Professionally, my second love is writing this column; my first love is consulting with the people who read it.
Every family I work with is different. So are its business, its situations and its problems. Despite these differences, I’m rarely surprised by anything totally new. But one reader sent me something I had never seen before.
Here’s the story. After about an hour on the phone, Sam, calling at the request of his dad, Joe, agreed to send me the typical information: some tax returns and financial statements and a copy of the existing estate plan.
About one week later, a large, heavy box arrived with a 5-inch stack of documents. Most of the documents had to do with nine separate family limited partnerships, or FLIPs. All were identical, except each FLIP owned a different asset, like the family business, a residence or investments.
As I thumbed through the papers, I couldn’t help thinking about the drunk who was told, “A shot of whiskey each day is good for you.” The guy who did Joe’s estate plan was clearly FLIP drunk.
One thing should be made clear: I am an enthusiastic cheerleader for the use of FLIPs in estate planning. I use ‘em all the time. But this overkill of a single strategy just didn’t do the best possible job.
The proof: Using the computations of the adviser, the IRS still would cash in for more than $2 million in estate taxes.
Another $1.1 million of IRS enrichment was likely because of a gross misuse of the FLIP strategy.
What does a FLIP accomplish? It allows you to totally control the use of any asset transferred (a tax-free transfer) to the FLIP as the general partner, yet reduce the value of the bundle of assets transferred for tax purposes.
For example, $1 million of assets transferred to a FLIP is usually worth only about $650,000 for tax purposes. That $350,000 discount in a 55 percent estate tax bracket will reduce your estate tax burden by $192,500. Not bad!
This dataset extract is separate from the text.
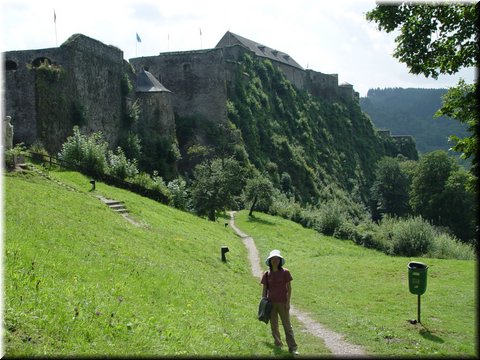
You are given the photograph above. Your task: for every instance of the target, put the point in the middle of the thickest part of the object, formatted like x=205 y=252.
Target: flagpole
x=55 y=22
A FLIP also is a great asset-protection strategy. Creditors can’t get at the assets in the FLIP. Neither can divorcing spouses of your kids, who are usually the limited partners.
Used properly, a FLIP is almost a perfect tax tool.
In general, a FLIP should not be used to own the stock of your family business. Nor should it be used for non-income-producing personal as sets, like a residence or auto.
It’s a valuable strategy for almost every other asset you might own — publicly traded stocks and bonds, real estate, you name it.
In short, we terminated the FLIPs that held the family business and two family residences.
The business elected S corporation status and was transferred to an intentionally defective trust (IDT), and the residences were transferred to qualified personal residence trusts (QPRTs). An IDT and a QPRT are similar concepts that allow you to heavily discount the value of the assets transferred to them.
We used the liquid assets in two other FLIPs to pay the premiums on second-to-die life insurance (on Joe and his wife), which was owned by an irrevocable life insurance trust (ILIT) that we created. An ILIT removes life insurance from the taxable estate of the husband and wife.
When all the smoke clears, Joe and his four children, including Sam, will be enriched $4 million to $7 million more than the original overkill FLIP plan (depending on how long Joe and his wife live).